Wollen Sie die unseren Lesern verraten?
Ja, gerne. Wir haben insgesamt einen einstelligen Millionenbetrag in Ausstattungen und die Zukunft als Systemlieferant investiert. Im Rahmen der Restrukturierung und Neuausrichtung haben wir für unser System Vamocon ein neues Wertstromdesign umgesetzt. Aktuell sind wir dabei, unser ERP-System auf ein völlig neues Level zu bringen, und für die Digitalisierung der Zukunft fitzumachen. Das ist dann das Sahnehäubchen für das neue Wertstromdesign als Systemlieferant. Ferner reformieren wir unseren Vertrieb, um noch stärker auf die Bedürfnisse unserer Vamocon-Kunden reagieren zu können.
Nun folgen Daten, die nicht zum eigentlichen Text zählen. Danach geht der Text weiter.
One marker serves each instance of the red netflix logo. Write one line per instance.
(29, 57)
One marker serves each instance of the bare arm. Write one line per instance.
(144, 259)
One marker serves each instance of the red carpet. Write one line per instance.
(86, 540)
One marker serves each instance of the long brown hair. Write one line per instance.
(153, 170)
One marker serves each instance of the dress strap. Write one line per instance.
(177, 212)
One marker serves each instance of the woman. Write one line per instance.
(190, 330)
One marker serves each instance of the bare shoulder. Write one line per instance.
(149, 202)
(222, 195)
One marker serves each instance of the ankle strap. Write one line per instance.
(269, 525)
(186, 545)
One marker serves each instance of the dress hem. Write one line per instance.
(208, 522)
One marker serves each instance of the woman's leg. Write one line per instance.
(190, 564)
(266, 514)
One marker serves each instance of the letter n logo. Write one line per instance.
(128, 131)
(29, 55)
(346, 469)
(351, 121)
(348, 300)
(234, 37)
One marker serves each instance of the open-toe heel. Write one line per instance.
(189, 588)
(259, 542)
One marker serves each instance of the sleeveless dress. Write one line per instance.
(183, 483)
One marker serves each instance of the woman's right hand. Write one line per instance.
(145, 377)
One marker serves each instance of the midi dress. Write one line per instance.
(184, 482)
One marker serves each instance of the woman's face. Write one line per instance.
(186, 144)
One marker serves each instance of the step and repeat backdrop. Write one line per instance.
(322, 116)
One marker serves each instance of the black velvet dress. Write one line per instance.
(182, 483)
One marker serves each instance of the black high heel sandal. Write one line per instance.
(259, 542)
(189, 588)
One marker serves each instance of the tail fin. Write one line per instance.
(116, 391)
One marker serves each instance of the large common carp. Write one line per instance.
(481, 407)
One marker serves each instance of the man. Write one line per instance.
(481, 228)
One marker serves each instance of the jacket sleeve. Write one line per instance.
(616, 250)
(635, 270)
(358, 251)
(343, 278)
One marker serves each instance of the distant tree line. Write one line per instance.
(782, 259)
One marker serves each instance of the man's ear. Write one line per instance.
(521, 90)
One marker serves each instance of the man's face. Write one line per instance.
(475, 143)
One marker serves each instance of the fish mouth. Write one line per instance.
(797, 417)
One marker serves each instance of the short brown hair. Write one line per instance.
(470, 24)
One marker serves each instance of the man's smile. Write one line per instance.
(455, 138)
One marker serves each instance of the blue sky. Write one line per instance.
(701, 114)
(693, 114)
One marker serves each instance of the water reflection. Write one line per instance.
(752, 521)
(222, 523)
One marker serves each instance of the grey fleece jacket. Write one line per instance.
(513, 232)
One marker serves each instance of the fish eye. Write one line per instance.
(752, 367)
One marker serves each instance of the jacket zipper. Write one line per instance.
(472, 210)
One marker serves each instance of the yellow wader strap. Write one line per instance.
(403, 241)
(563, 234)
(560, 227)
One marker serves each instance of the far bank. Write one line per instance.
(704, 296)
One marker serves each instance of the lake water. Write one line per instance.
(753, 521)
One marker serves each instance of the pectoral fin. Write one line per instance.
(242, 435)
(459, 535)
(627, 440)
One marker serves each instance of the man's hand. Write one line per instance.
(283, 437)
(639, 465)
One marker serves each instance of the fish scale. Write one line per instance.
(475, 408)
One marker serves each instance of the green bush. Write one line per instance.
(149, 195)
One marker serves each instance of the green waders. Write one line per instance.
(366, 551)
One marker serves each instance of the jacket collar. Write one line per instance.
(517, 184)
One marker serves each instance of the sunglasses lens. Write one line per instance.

In unserer Strategie haben wir eine radikale Kundenorientierung verankert, der sich alles unterordnet. Wir nutzen alle Stärken im Unternehmen, um Innovationen schnell und vor allem kundenzentriert zu entwickeln. Das schließt auch ein, dass wir manchmal Unmögliches möglich machen werden. So werden wir uns in Zukunft noch viel stärker von Mitbewerbern abheben. Darauf freue ich mich persönlich am meisten.
In der Vergangenheit waren ja gerade die innovativen Neuentwicklungen das, was Sedotec bei Planern und Betreibern bekannt und beliebt gemacht hat. Welche Neuheiten dürfen ihre Kunden denn zukünftig erwarten?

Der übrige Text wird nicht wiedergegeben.